University of Washington & Fred Hutchinson Cancer Research Center
Any advice provided in these postings is based on a very limited amount of information. There is no substitute for the care of your oncologist/hematologist. Therefore, all suggestions should be discussed with your treating physician. None of the comments presented here are meant to replace the evaluation of a patient by a knowledgeable physician.
Dr. Edward Libby
- Name: Edward Libby, M.D.
Beacon Medical Advisor
The International Myeloma Foundation (can be accessed through "links" in the sidebar), publishes a free booklet on Serum Free Light Chains that should answer many of your questons. It is basic and easy to read. See the link I provided in this previous posting (above):
- Name: Ron Harvot
- Who do you know with myeloma?: Myself
- When were you/they diagnosed?: Feb 2009
- Age at diagnosis: 56
> I will respond about the life expectancy. Do not, I repeat do not even
> concern yourself with these statistics. I refuse to read or listen to any
> talk about survival time. This disease is so unique to everyone, there is
> no way to tell. I have 2 members in my group that are 21 and 20 year
> survivors, another member is 14 years and I am a 8 1/2 year survivor and I
> plan on being around a lot longer. Tell your dad to keep a positive
> attitude and hold on to the hope that there is a cure right around the
> corner. I am a self advocate, I know enough about multiple myeloma to
> understand the treatments and I can carry on an intelligent conversation
> with my doctor, but I stay away from statistics.
Thank you kaycrombie! Ive been out of my mind thinking my husband may die in a few short months! you have given me some hope. Now I can breathe!

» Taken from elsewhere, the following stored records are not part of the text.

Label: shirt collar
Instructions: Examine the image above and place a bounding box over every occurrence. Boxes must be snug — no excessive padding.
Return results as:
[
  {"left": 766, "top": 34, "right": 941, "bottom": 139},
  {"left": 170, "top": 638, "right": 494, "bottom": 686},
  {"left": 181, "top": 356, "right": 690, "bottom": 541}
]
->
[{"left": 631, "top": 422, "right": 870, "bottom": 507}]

Approached another way, these expectancy number reflects results of older therapies, BUT we are in an era of better comprehension of various cancers, AND with newer drugs which can target cells in ways that were not even conceived of in 2000. (Our oncologist told us that she has anecdotal evidence from her myeloma patients that median survival has significantly improved over the published number above.)
So, we all are part of the experimental phase of the struggle against cancer. As well, each person brings unique genetic and environmental circumstances to the battle, such that the best advice was written earlier: just ignore the expectancy numbers.